I'm just implementing the same thing; here's how I solved it:
dataset = tf.data.TextLineDataset(filename)
if mode == ModeKeys.TRAIN:
dataset = dataset.shuffle(buffer_size=batch_size * 100)
dataset = dataset.flat_map(lambda line: string_to_skip_gram(line))
dataset = dataset.batch(batch_size)
In my dataset, I treat every line as standalone, so I'm not worrying about contexts that span multiple lines.
I therefore flat map each line through a function string_to_skip_gram that returns a Dataset of a length that depends on the number of tokens in the line.
string_to_skip_gram turns the line into a series of tokens, represented by IDs (using the method tokenize_str) using tf.py_func:
def string_to_skip_gram(line):
def handle_line(line):
token_ids = tokenize_str(line)
(features, labels) = skip_gram(token_ids)

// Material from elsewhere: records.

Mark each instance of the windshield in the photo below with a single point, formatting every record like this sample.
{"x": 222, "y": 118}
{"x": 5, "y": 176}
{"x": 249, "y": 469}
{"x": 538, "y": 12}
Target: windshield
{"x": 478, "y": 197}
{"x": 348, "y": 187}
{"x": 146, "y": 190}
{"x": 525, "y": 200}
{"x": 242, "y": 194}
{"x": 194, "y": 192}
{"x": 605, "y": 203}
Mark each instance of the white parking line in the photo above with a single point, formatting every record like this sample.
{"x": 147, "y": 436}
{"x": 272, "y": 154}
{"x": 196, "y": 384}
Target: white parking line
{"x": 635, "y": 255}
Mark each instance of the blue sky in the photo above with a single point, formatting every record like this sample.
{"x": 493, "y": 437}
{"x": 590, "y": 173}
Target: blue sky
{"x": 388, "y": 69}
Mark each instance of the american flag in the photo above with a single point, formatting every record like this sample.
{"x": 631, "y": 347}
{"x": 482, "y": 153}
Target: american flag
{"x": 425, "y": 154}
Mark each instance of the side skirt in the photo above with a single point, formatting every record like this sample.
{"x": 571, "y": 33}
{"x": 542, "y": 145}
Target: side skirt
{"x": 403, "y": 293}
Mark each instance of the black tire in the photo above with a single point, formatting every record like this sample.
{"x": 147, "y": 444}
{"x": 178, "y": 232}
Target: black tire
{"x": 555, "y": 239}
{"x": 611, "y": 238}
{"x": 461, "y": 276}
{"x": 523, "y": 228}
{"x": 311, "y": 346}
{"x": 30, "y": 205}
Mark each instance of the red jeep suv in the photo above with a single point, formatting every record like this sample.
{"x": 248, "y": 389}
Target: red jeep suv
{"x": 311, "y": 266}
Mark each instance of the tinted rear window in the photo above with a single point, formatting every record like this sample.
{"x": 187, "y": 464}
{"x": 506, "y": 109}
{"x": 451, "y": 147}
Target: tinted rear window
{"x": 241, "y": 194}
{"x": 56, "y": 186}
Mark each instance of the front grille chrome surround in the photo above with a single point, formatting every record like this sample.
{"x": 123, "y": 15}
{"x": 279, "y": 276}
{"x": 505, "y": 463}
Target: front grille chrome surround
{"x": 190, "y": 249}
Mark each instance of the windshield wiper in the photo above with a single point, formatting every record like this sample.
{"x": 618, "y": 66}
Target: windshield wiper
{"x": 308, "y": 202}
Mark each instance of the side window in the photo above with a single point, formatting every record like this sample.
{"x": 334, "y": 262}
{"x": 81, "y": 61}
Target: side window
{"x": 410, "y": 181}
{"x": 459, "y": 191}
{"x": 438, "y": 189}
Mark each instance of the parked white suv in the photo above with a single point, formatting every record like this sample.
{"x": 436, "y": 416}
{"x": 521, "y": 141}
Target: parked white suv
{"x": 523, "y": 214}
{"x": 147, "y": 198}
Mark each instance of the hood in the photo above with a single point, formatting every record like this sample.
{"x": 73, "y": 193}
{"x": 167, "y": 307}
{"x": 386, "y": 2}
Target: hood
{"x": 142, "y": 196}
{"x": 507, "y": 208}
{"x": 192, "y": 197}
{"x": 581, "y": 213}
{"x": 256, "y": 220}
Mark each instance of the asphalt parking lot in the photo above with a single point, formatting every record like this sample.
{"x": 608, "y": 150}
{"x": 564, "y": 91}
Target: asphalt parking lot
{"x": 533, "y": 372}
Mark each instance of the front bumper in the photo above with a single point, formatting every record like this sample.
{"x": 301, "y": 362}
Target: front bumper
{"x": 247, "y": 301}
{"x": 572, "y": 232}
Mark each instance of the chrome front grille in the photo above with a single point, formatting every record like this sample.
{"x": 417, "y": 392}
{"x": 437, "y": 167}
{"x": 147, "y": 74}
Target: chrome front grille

return np.array([features, labels], dtype=np.int64)
res = tf.py_func(handle_line, [line], tf.int64)
features = res[0]
labels = res[1]
return tf.data.Dataset.from_tensor_slices((features, labels))
Finally, skip_gram returns a list of all possible context words and target words:
def skip_gram(token_ids):
skip_window = 1
features = []
labels = []
context_range = [i for i in range(-skip_window, skip_window + 1) if i != 0]
for word_index in range(skip_window, len(token_ids) - skip_window):
for context_word_offset in context_range:
features.append(token_ids[word_index])
labels.append(token_ids[word_index + context_word_offset])
return features, labels
Note that I'm not sampling the context words here; just using all of them.